San Felipe, Baja, Mexico

I met Don Ramon through his son-in-law Carlos, a friend who lived a few roads north of my trailer in the small Mexican community of Las Mintas, south of San Felipe.

Don Ramon was an old man, somewhere near 80. He had lost a leg to the ravages of diabetes. He was also missing all the fingers on his right hand due to an accident with a printing press when he was a young man.

Don Ramon and his son-in-law Juan Carlos
Don Ramon and his son-in-law, Carlos

I took an instant liking to the old man because of his sense of humor. Often, I would load his wheelchair into the trunk of my car and we would drive into town and have a coffee at Rositas, where he would help me with my Spanish and I would give him a few English lessons in return. Mostly, though, we would crack each other up with puns and jokes.

I remember visiting him at his shack one evening. He was in bed, as he usually was. I sat in a chair nearby and we talked for a while. As I leaned the chair back, I could see the sky through the knot holes of his clapboard roof. I commented on it and he replied that the big knot hole was his 'Canal de las Estrellas'. This was the name of a Mexican television station and means Channel of the Stars. We both laughed at the wonderful pun.

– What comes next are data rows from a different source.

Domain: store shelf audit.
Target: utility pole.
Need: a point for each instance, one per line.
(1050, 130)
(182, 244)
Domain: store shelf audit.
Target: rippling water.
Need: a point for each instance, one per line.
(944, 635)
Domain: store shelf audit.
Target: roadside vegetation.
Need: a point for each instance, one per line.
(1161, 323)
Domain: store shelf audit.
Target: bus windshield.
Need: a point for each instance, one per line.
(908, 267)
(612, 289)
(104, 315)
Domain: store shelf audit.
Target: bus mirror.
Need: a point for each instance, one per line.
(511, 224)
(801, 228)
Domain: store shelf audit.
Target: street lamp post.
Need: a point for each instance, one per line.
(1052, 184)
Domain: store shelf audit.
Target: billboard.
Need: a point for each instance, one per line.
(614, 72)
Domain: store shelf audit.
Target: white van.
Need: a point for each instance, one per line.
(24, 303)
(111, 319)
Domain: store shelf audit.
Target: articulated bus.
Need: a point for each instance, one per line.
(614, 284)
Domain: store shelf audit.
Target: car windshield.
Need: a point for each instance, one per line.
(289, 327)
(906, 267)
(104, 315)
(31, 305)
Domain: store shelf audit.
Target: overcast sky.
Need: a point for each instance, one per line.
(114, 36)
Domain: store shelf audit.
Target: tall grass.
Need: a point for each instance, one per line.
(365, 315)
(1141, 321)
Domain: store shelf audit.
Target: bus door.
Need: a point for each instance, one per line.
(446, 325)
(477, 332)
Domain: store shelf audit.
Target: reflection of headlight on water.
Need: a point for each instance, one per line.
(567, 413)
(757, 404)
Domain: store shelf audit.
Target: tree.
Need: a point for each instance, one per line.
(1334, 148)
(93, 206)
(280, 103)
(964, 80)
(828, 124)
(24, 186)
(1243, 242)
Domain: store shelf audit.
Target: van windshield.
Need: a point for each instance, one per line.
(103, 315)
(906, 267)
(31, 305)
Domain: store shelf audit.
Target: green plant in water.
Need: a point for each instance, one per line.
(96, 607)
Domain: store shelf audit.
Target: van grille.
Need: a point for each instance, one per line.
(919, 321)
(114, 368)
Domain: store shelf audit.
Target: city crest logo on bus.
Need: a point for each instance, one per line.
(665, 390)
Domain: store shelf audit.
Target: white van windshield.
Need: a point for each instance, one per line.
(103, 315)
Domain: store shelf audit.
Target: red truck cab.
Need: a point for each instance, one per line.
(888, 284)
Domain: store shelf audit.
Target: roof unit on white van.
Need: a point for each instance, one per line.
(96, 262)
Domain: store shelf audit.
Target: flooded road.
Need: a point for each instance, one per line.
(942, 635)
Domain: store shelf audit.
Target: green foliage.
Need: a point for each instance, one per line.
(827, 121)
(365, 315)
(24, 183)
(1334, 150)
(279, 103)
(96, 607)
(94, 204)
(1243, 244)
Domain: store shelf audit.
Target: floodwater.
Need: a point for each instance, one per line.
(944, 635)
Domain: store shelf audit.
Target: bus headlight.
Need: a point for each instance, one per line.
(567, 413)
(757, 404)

Once when we were having coffee he informed me that he called lawyers platanos, which is the Spanish word for bananas. When I asked him why, he said, "Because you can never find a straight one."

I took Ramon to a local doctor when he was suffering a great deal of pain in his remaining foot. The doctor gave him some pills and told him to exercise the foot by walking with crutches every day. Don Ramon was too fond of inertia to practice the doctor's advice so I had to goad him almost daily. One morning I went into his room, thinking I would ask him in Spanish, using the word palitas, which I presumed meant 'little sticks'.

"Ha caminado con tus palitas todavia?" I asked him. Instead of his usual guilty look and head shake, he burst into hysterical laughter. I asked him what was so funny and he told me palitas meant 'suckers' or 'lollypops'. He was laughing at the mental image of himself staggering about with two huge lollypops under his arms.

Don Ramon was constantly dreaming. He had been a government employee and consequently was given a property lot in the Campo Vocacional Buracrita, north of town. He fancied the lot was a splendid location for a miniature golf course. Ramon boasted that at one time he had been a golf instructor. He thought a 'Pitch'n Putt' would do great business. So he asked me to do a little research and draw up a plan. I took him out to the camp to look at his property. It seemed pretty desolate and needed a catyclism of Nature to level it. I had my doubts.

Don Ramon's House
Canal de las Estrellas

Within a few months of his idea, Don Rmaon's health took a turn for the worse. He had been neglecting his diet and exercise. Now his second leg had to be removed. Afterward, the old man fell into a terrible depression. He refused to leave his bed, even when the family tried to remove him.

I had to return to Canada for a while and learned that Don Ramon died while I was away. I've many memories of his good nature and infectious sense of humor.